Common transformer block design choices in 2026
| Choice | Modern default | Why |
|---|---|---|
| Norm location | Pre-norm | Trains deep without warmup tricks |
| Norm type | RMSNorm | Cheaper, bf16-friendlier, no quality loss |
| Attention variant | GQA (g=8) | 8× KV cache reduction, ~no quality loss |
| Positional encoding | RoPE | Relative position for free, extension-friendly |
| FFN | SwiGLU at d_f = 8d/3 | Gated mixture, iso-params |
| Activation | SiLU (or GeLU) | Smooth, no dead-ReLU |
| Bias terms | None on Q,K,V,O,FFN | Don't help; cost params; some bf16 instability |
| Tied embeddings | No | Small quality gain for 1.6B extra params; usually keep separate |
Interview prompts you should be ready for
- "Derive the parameter count of LLaMA-2-7B given d=4096, L=32, h=32, d_f=11008, V=32000." (Embedding: 4096 × 32000 = 131M. Per block: 4·d² + 3·d·d_f = 67M + 135M ≈ 202M. Body: 32 × 202M = 6.5B. LM head (untied): 131M. Final norm: negligible.
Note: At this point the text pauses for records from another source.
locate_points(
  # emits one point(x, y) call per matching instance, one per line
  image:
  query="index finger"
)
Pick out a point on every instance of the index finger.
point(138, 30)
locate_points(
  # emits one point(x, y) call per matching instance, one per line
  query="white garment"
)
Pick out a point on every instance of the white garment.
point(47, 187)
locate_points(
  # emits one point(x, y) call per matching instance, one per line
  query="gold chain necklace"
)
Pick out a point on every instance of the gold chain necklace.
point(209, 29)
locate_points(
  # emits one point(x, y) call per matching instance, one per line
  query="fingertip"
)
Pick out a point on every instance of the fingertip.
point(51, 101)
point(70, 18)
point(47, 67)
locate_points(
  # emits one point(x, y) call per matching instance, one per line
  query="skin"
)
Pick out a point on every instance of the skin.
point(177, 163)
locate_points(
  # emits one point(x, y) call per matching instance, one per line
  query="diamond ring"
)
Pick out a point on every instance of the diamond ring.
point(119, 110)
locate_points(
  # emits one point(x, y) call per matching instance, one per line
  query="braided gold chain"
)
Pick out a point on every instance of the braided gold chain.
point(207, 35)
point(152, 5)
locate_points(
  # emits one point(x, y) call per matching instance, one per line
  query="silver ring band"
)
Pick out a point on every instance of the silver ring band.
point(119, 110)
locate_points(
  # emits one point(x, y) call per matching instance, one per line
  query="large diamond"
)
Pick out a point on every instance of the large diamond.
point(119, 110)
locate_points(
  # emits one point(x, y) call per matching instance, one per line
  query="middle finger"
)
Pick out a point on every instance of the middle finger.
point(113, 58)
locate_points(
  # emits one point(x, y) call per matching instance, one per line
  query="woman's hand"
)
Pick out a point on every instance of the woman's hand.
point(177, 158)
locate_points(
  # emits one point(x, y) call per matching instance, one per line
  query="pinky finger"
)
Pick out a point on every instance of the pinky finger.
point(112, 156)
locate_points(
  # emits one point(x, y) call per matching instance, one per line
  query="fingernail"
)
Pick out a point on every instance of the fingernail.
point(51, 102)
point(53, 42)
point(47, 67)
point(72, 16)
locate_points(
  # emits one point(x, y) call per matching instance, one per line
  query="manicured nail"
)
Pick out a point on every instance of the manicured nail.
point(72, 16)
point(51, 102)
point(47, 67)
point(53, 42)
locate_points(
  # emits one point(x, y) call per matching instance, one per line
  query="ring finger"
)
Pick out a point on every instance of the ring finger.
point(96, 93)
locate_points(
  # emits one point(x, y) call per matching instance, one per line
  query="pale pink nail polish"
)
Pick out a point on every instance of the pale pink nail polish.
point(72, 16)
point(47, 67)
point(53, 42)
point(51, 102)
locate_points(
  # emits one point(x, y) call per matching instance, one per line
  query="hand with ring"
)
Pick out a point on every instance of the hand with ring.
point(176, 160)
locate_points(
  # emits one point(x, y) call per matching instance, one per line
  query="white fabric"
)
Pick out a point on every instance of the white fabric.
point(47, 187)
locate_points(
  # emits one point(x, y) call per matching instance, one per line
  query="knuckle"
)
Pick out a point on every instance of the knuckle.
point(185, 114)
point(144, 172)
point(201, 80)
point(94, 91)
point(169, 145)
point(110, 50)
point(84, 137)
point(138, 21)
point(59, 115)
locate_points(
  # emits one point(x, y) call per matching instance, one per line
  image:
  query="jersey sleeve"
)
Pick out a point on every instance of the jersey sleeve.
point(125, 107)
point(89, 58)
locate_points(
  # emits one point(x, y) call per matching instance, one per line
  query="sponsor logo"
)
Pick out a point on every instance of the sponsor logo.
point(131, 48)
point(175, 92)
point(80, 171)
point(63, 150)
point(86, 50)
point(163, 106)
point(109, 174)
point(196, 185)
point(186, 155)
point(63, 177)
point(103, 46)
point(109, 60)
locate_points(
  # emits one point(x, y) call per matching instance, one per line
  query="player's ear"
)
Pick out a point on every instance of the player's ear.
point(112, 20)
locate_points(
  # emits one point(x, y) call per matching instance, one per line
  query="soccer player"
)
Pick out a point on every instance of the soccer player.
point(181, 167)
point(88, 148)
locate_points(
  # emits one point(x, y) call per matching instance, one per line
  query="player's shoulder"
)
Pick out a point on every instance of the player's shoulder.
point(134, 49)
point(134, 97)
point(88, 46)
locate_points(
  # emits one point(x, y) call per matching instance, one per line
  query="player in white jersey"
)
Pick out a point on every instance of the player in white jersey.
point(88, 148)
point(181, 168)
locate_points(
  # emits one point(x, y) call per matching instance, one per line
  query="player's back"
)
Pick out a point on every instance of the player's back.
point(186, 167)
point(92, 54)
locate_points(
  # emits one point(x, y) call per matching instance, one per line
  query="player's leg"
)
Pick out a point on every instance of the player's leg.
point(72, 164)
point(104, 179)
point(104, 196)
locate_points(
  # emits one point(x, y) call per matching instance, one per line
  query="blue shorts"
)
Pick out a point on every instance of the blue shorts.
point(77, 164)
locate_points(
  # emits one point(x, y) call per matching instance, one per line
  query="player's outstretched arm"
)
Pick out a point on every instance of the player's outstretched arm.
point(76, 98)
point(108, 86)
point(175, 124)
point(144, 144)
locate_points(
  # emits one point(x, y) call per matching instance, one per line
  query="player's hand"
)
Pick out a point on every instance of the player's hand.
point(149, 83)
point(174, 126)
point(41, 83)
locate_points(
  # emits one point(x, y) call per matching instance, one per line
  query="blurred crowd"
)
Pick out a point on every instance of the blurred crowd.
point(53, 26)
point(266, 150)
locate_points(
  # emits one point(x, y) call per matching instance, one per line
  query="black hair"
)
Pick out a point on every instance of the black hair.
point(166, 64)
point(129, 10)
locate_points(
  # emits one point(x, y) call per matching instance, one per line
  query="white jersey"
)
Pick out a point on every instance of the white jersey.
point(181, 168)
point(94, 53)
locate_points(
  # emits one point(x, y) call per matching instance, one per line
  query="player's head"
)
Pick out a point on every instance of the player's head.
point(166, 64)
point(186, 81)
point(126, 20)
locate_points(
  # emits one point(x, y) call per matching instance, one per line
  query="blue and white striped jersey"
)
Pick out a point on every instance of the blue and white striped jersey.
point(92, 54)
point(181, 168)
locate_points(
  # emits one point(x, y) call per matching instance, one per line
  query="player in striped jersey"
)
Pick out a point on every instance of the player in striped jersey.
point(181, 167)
Total: 6.7B. Matches.)
- "You're told a 70B model takes 6 weeks on 1k H100s. Sanity check." (6N·D rule. Chinchilla: D = 20·N = 1.4T tokens. FLOPs = 6 × 70e9 × 1.4e12 = 5.9e23. H100 bf16 peak = 990 TFLOPs; MFU ~45% → 450 TFLOPs/GPU sustained. 1000 GPUs × 450 TFLOPs × 86400 s/day × 42 days = 1.6e24 → enough. The 6 weeks works at MFU 35% or so. Numbers check.)
- "Where in the transformer block is most of the FLOPs spent?" (For short sequences: FFN dominates (it's ~2× attention's projection cost in params/FLOPs). The attention N²·d term catches up around N ≈ 2d. At LLaMA-2 4k context with d=8192, FFN still dominates. At long context (N ≥ 32k for this model), attention dominates.)
- "Why don't modern LLMs use biases?" (Three reasons: 1) bias adds parameters with no expressivity gain — the residual stream and norm together can shift any constant. 2) bf16 with bias can amplify catastrophic cancellation in the residual sum. 3) Empirical: removing biases is neutral or slightly positive on perplexity.)
- "You want to scale your 7B model to 70B. What stays the same and what changes?" (Layers scale up (~32 → 80), d scales up (4096 → 8192), heads scale up. d_f scales with d. Most modern recipes (μP) say LR stays roughly fixed; batch size scales with model size. Total flops scales as N². Training time scales as N²/H (number of GPUs).)
- "What's a 'residual stream'?" (The path of accumulated activations from layer to layer, through the additive residual connections. Each block reads from it (via norm) and adds back to it. Mechanistic interpretability calls this the "communication bus" — circuits read/write specific features at specific positions of the residual stream.)